How should students use ChatGPT?
A look at the strengths and limitations of tech's newest sensation
*taps mic* this thing still work?
Been a while! Let’s talk ChatGPT. For anyone who has somehow avoided the news lately, ChatGPT is the chat bot created by Sam Altman’s company OpenAI. It is a type of large language model that uses deep learning to generate text based on a given prompt. It was trained on a large corpus of text data and uses that knowledge to predict the next word or phrase given the context of the prompt. ChatGPT uses a neural network called a Transformer to generate text and can be fine-tuned for specific tasks, such as answering questions or generating creative writing.
The last three sentences were from ChatGPT in response to the prompt “explain yourself in simple terms.”
Like many folks, I’ve spent the last month or so experimenting with ChatGPT in a range of scenarios, from minor productivity hacks, to correcting my extremely elementary coding chops, to having it spit out a positive review of Fyre Festival along with an argument for why Billy McFarland is a visionary. Going one step further than Google, ChatGPT can engage in dialogue and follow commands.
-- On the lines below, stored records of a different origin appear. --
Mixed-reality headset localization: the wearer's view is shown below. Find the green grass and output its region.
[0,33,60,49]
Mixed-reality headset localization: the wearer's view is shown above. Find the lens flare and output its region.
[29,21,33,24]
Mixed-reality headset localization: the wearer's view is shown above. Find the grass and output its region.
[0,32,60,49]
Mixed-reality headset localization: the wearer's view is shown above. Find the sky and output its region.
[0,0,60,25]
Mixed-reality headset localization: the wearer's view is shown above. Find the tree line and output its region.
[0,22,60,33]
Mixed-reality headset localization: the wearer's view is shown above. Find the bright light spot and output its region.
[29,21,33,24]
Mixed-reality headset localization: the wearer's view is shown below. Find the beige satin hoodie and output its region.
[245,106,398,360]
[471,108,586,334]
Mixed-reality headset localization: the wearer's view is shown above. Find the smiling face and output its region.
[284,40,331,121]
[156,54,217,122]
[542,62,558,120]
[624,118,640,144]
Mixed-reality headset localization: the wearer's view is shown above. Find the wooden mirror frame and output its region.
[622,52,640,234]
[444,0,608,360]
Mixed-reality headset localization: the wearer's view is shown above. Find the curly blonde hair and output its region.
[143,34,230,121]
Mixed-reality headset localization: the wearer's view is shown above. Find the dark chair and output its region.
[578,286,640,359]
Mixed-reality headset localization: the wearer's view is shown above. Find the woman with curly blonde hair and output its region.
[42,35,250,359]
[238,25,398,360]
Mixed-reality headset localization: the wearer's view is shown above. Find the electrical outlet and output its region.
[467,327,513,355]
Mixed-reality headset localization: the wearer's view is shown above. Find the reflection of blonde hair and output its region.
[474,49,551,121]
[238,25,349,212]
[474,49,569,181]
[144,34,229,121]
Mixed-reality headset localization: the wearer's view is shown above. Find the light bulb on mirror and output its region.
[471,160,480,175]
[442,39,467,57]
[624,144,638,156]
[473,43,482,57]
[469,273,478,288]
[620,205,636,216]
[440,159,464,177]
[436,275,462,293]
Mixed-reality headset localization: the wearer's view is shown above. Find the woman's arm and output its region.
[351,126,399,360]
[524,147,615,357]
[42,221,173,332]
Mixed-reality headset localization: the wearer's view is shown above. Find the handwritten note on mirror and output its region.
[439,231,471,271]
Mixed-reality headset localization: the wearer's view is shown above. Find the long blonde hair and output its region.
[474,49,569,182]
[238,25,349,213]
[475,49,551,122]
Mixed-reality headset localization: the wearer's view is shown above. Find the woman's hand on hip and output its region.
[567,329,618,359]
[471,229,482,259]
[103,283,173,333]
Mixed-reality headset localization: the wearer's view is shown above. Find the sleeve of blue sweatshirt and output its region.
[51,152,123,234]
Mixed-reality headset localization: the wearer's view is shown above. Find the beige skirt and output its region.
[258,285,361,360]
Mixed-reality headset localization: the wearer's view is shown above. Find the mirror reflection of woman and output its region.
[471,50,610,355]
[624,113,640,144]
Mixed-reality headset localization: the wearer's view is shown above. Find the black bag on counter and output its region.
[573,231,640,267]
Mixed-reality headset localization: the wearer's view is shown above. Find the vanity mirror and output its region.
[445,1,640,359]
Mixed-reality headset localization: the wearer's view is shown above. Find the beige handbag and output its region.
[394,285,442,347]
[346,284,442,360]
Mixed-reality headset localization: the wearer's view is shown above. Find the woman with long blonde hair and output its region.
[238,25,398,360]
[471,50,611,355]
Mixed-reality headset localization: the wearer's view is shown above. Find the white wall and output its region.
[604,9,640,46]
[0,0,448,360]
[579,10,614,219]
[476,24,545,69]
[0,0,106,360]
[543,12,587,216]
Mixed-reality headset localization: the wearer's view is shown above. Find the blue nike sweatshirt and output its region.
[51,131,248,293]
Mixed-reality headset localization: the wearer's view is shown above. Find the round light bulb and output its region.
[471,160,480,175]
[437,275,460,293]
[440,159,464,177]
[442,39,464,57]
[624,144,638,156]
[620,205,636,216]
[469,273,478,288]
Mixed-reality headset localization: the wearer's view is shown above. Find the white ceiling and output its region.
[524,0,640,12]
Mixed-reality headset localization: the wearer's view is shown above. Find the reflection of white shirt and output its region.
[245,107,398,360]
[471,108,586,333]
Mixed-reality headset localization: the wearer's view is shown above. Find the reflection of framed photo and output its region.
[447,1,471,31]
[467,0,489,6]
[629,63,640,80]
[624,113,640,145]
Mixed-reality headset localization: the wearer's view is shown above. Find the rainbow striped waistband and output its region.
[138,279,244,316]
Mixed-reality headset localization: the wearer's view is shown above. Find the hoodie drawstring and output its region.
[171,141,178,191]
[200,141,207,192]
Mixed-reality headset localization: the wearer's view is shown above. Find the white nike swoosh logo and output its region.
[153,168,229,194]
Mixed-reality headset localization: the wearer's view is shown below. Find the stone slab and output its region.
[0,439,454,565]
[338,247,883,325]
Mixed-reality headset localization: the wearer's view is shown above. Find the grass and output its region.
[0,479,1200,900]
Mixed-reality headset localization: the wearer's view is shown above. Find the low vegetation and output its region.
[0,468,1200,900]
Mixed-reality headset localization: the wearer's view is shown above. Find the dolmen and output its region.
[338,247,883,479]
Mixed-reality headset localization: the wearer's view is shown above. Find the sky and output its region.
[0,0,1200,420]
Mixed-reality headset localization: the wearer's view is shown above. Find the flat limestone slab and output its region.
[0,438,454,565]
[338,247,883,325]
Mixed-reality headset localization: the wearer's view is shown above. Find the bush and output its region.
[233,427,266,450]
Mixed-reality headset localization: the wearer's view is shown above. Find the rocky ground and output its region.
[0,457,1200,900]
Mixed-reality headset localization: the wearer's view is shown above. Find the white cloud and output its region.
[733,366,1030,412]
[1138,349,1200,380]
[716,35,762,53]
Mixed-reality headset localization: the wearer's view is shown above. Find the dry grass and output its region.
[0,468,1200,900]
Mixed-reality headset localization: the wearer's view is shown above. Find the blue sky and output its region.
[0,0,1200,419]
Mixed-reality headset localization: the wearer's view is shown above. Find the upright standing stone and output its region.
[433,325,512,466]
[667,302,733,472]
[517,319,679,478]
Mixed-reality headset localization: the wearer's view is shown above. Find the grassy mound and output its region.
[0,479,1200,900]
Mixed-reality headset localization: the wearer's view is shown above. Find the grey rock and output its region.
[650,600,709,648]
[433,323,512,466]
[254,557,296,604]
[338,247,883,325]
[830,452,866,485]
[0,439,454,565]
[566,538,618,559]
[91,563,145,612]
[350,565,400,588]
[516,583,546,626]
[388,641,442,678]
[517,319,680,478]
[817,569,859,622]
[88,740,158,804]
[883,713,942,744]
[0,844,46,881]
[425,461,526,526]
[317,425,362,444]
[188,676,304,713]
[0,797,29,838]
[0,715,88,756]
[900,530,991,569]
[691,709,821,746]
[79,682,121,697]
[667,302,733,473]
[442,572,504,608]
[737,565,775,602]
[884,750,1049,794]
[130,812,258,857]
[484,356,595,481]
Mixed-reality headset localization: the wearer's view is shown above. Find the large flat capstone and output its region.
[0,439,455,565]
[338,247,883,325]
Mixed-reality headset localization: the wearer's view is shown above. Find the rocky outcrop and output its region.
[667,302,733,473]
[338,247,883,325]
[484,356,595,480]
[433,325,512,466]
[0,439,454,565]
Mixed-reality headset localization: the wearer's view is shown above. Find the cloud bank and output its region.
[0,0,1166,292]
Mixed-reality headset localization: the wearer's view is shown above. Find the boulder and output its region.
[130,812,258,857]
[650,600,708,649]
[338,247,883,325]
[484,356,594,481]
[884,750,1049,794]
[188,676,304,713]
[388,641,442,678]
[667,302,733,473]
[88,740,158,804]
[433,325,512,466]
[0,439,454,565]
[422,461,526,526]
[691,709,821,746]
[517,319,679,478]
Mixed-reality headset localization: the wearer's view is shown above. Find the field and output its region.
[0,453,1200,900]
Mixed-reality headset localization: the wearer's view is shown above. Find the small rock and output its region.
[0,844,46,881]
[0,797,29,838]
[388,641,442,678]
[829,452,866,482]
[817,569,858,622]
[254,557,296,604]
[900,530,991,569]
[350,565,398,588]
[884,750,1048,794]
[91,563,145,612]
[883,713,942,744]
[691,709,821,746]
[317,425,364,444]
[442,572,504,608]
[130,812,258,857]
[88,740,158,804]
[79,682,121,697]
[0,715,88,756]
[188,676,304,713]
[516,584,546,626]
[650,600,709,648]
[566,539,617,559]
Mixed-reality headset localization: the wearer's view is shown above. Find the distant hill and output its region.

It’s fun and the possibilities are seemingly endless.
There is a lot to discuss here. But as I am finishing my time at Georgetown, the discussion around ChatGPT in school is front and center. Ban it or adapt? And what are the limitations?
This Feels Different
When you think about truly transformational technologies coming to the mainstream, what comes to mind? You can only pick two.
I pick the internet and the iPhone.
I was born in 1996 and am very much a member of the “digital native” generation. I grew up never knowing a world without Google search. But I have to imagine that when the internet came to life and search engines exploded throughout the 90s, it was a “wow” moment. The entire history of life, the universe and everything, at your fingertips, on a personal computer? Pretty crazy, and still is! It changed the way the world searches and consumes information forever. Similarly, the launch of the iPhone in 2007 gave a powerful platform for productivity and creativity to hundreds of millions of people around the world, kickstarting a cycle of innovation for mobile computing.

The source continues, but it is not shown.